Experts say today's Internet protocol version 4 (IPv4) also limits services of multimedia content and data communication, including mobile IP, P2P and video calls. With new mobile IPv6, telecommunication providers can easily roll out custom services from movies to ring tones to television.

By 2012 about 17 billion devices will connect to the Internet, estimates Research firm IDC Corp. Frost & Sullivan's principal analyst for carrier infrastructure Sam Masud agrees. "2012, that's when we estimate the world will be out of IPv4 addresses," he said. "Between 15 and 20 years isn't exaggerating."

The IPv4 Internet has room for 4.3 billion addresses. About one-third are already in use, and more than another third are spoken for. IPv6 provides 2^128 possible addresses. Compared with IPv4's 32bits, IPv6's address reads 128 bits long. Imagine the number looking something like this – 360,382,386,120,984,643,363,377,707,131,268,210,929.

Although few have made the move, challenging companies migrating to IPv6 are migrating application, network management and performance, and educating staff to make the transition.A mandate from the Office of Management and Budget states all federal networks must have the ability to send and receive IPv6 packets by mid 2008. Only 30 percent of the Internet service provider networks, however, will support IPv6 by 2010, and 30 percent of user networks by 2012, according to a study by the National Institute of Standards and Technology (NIST) and the RTI International on IPv6 migration.

What will it cost government and companies to upgrade from IPv4 to IPv6? The NIST/RTI study estimates $25.4 billion between 1997 and 2025. About $1.4 billion of the burden remains on infrastructure vendors, $23.3 billion for users, $593 million for application suppliers, $136 million for Internet service providers. Masud questions if they factored in operations costs for ISPs.

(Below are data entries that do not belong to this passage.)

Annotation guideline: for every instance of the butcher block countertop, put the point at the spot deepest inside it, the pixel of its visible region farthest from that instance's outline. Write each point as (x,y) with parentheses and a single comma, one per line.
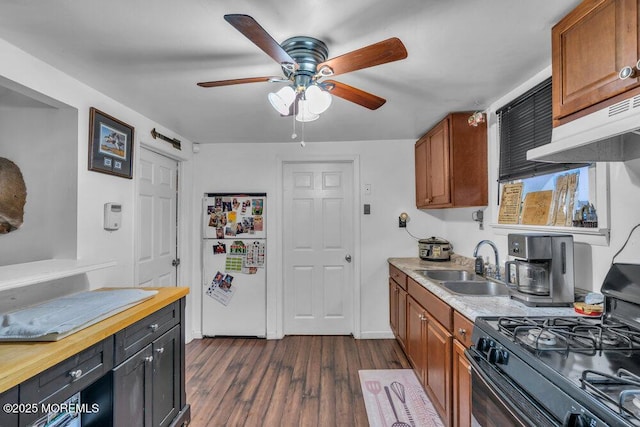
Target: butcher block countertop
(20,361)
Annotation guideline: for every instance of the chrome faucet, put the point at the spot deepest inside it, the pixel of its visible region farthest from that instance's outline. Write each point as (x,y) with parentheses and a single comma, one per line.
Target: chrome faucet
(495,251)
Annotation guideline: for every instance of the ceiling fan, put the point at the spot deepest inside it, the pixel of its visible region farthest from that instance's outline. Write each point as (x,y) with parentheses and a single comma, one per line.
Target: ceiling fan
(305,67)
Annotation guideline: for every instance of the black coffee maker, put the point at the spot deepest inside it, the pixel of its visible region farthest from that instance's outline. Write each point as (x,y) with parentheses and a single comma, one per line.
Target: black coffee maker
(542,273)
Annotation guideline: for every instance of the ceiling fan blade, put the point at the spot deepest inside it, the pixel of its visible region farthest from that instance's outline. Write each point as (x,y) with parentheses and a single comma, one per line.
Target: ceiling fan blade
(258,35)
(379,53)
(236,81)
(353,94)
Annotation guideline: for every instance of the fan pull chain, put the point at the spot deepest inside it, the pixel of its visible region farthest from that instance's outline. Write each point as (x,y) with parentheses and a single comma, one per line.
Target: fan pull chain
(294,135)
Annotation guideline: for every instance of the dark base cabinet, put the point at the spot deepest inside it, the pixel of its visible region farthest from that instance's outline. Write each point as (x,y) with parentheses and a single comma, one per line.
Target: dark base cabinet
(9,418)
(146,387)
(132,378)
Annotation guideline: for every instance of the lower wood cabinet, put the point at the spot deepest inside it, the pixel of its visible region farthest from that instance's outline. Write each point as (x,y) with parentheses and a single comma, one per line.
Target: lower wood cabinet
(429,351)
(434,340)
(438,368)
(461,387)
(398,311)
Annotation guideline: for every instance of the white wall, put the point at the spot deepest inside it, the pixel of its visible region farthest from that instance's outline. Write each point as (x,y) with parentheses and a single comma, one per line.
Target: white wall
(40,140)
(25,74)
(387,165)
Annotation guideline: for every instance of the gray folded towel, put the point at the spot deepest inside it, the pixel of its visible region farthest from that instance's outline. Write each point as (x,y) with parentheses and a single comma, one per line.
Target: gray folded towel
(54,319)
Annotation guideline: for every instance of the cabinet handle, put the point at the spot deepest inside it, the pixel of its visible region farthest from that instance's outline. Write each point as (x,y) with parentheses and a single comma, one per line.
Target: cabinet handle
(626,72)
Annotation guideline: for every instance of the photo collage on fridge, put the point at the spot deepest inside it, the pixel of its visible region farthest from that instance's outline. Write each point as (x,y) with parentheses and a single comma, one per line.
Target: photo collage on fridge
(241,218)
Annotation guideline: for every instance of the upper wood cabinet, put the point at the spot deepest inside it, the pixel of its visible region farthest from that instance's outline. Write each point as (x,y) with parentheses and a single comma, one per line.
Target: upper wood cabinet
(451,164)
(590,46)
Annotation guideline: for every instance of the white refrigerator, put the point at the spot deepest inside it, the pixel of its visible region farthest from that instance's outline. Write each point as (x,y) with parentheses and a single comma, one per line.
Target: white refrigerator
(234,264)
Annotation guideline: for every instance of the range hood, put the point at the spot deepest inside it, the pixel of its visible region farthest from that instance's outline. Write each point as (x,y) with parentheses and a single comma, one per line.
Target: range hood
(611,134)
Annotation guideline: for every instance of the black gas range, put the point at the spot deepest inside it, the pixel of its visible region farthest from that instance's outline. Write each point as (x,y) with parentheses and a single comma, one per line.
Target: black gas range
(562,371)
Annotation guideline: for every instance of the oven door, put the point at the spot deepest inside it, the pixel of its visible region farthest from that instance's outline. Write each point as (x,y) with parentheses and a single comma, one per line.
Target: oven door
(497,401)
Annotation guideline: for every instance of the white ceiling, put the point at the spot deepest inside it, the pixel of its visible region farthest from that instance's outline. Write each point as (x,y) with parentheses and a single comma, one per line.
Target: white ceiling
(149,54)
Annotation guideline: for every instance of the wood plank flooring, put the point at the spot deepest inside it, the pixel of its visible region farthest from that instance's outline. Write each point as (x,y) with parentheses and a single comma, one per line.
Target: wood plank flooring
(295,381)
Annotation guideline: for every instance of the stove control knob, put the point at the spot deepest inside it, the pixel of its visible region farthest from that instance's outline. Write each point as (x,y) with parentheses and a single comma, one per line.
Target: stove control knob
(485,344)
(578,420)
(497,356)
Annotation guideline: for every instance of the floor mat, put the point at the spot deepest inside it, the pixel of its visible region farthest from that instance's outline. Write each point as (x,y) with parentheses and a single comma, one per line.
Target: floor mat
(394,396)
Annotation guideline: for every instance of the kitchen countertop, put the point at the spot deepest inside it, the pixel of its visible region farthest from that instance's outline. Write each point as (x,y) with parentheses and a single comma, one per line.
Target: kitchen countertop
(471,306)
(20,361)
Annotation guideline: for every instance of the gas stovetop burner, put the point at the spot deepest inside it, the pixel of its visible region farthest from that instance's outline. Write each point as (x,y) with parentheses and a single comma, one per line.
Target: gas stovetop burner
(540,336)
(569,333)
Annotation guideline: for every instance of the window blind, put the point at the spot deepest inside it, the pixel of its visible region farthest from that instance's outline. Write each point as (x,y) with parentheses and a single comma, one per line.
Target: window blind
(526,123)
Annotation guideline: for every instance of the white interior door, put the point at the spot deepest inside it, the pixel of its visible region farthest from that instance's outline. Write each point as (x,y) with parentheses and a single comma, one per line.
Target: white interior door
(156,221)
(318,245)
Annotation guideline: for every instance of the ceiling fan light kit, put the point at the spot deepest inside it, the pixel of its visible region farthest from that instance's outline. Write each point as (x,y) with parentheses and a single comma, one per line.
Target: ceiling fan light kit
(304,63)
(282,99)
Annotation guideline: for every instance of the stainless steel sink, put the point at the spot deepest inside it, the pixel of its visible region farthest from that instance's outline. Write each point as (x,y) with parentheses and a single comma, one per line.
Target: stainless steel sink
(476,288)
(449,275)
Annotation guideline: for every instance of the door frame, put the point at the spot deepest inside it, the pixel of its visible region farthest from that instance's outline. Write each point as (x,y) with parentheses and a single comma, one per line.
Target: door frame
(277,303)
(180,243)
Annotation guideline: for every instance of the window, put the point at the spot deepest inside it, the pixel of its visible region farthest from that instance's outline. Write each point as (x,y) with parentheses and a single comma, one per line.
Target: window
(526,123)
(581,203)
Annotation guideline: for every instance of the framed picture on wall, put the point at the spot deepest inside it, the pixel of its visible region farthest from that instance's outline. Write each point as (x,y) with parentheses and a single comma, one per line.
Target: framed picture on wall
(110,145)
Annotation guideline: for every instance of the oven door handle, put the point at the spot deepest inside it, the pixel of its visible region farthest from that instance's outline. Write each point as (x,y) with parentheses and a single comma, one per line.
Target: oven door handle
(494,389)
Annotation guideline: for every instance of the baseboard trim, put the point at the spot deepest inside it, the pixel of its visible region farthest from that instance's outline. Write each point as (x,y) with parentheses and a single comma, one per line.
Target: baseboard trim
(376,335)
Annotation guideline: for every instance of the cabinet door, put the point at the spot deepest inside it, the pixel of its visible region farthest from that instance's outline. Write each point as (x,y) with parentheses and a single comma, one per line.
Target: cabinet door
(132,390)
(166,377)
(393,306)
(416,341)
(421,172)
(590,47)
(438,372)
(438,176)
(402,317)
(461,387)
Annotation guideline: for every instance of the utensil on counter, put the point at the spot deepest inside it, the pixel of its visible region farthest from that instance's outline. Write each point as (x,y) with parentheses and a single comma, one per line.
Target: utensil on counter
(398,423)
(398,389)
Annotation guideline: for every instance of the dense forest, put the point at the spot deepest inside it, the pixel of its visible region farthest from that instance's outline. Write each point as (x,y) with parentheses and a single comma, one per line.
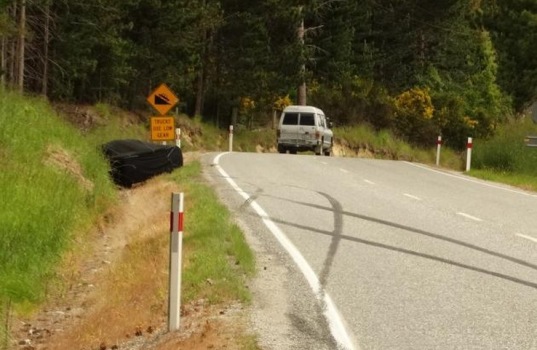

Although IPv4 network support won't disappear any time soon, companies need to build transition strategies now, Masud said. Any application that interacts with the IP stack will require modifications. Enterprise resource planning (ERP) to customer relationship management (CRM) will likely not, unless they have e-mail capabilities, for example.

Some equipment manufacturers will provide the transition to the IPv6 protocol in routine upgrades, while others could charge for the features, Masud said. "Lucent says they can convert all their mobility applications to support IPv6 in about three years," he said. "It wouldn't surprise me if that self-imposed time table is extended."

There are three migration strategies from that companies can choose: dual stacks, requiring the company to operate two networks (IPv4 and IPv6); tunneling; and translation.Dual stacks require double addressing schemes, management systems and more memory for routing tables, but it's the "cleanest way to make the migration," Masud said.

Tunneling keeps the core network running IPv4, with IPv6 at the edges. The IPv6 traffic tunnels through the IPv4 core. Network Address Translation (NAT) allows local networks to connect through one machine on the Internet, and use only one address instead of many. Those running a LAN at home sharing an Internet connection through a broadband modem or router are using NAT.

Keep in mind, IPv6 offers features designed to make configuration easier. If one machine on the network is configured as a router, all other IPv6 hosts can configure themselves automatically. IPv6 also builds in IP Security, known as IPSEC, as part of the protocol. This means authentication and privacy live in the protocol, not on at the application layer. This eases IP spoofing and makes spying on someone else's data more difficult.